What Caused Bluehost’s MASSIVE FAIL
An unknown number of Bluehost servers went down yesterday, April 16th, at 1pm central time. This may have been limited to their Dedicated (which I own) and virtual private servers (VPS) but that’s unknown too. It’s also unknown what caused it, even approximately when it will be fixed, or other pretty basic items a paying customer wants to know when a service is failing.
In this post I will tell you about two fails Bluehost made: them communicating to customers about the outage and what caused the outage in the first place.
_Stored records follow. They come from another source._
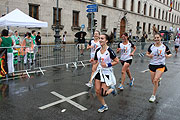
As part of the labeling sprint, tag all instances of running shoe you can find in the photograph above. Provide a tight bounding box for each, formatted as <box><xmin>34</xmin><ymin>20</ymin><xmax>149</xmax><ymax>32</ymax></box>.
<box><xmin>111</xmin><ymin>88</ymin><xmax>117</xmax><ymax>96</ymax></box>
<box><xmin>158</xmin><ymin>78</ymin><xmax>162</xmax><ymax>87</ymax></box>
<box><xmin>85</xmin><ymin>82</ymin><xmax>93</xmax><ymax>88</ymax></box>
<box><xmin>149</xmin><ymin>95</ymin><xmax>156</xmax><ymax>103</ymax></box>
<box><xmin>129</xmin><ymin>78</ymin><xmax>135</xmax><ymax>87</ymax></box>
<box><xmin>98</xmin><ymin>104</ymin><xmax>108</xmax><ymax>113</ymax></box>
<box><xmin>118</xmin><ymin>84</ymin><xmax>124</xmax><ymax>90</ymax></box>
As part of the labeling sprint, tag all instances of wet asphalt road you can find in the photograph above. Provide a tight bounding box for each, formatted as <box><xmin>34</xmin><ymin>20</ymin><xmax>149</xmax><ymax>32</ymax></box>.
<box><xmin>1</xmin><ymin>50</ymin><xmax>180</xmax><ymax>120</ymax></box>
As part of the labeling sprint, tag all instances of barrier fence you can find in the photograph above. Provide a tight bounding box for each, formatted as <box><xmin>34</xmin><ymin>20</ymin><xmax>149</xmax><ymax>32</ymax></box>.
<box><xmin>0</xmin><ymin>40</ymin><xmax>175</xmax><ymax>79</ymax></box>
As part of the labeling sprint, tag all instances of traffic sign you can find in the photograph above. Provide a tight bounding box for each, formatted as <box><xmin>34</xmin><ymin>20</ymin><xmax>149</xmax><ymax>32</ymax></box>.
<box><xmin>81</xmin><ymin>24</ymin><xmax>85</xmax><ymax>29</ymax></box>
<box><xmin>86</xmin><ymin>8</ymin><xmax>98</xmax><ymax>12</ymax></box>
<box><xmin>87</xmin><ymin>4</ymin><xmax>98</xmax><ymax>9</ymax></box>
BLUEHOST COMMUNICATION FAIL
Outages do occur at webhosts…they just do. But why so many unknowns and a clear reluctance to be transparent? Because Bluehost has failed dramatically at THE MOST BASIC customer relations item: communicating with customers about why something isn’t working as promised. Rather than have a status page at Bluehost.com that either has status updates on it or embeds their Twitter and Facebook feeds, they ask people to follow them “and check our Twitter feed and Facebook page for updates.” How incredibly bush-league.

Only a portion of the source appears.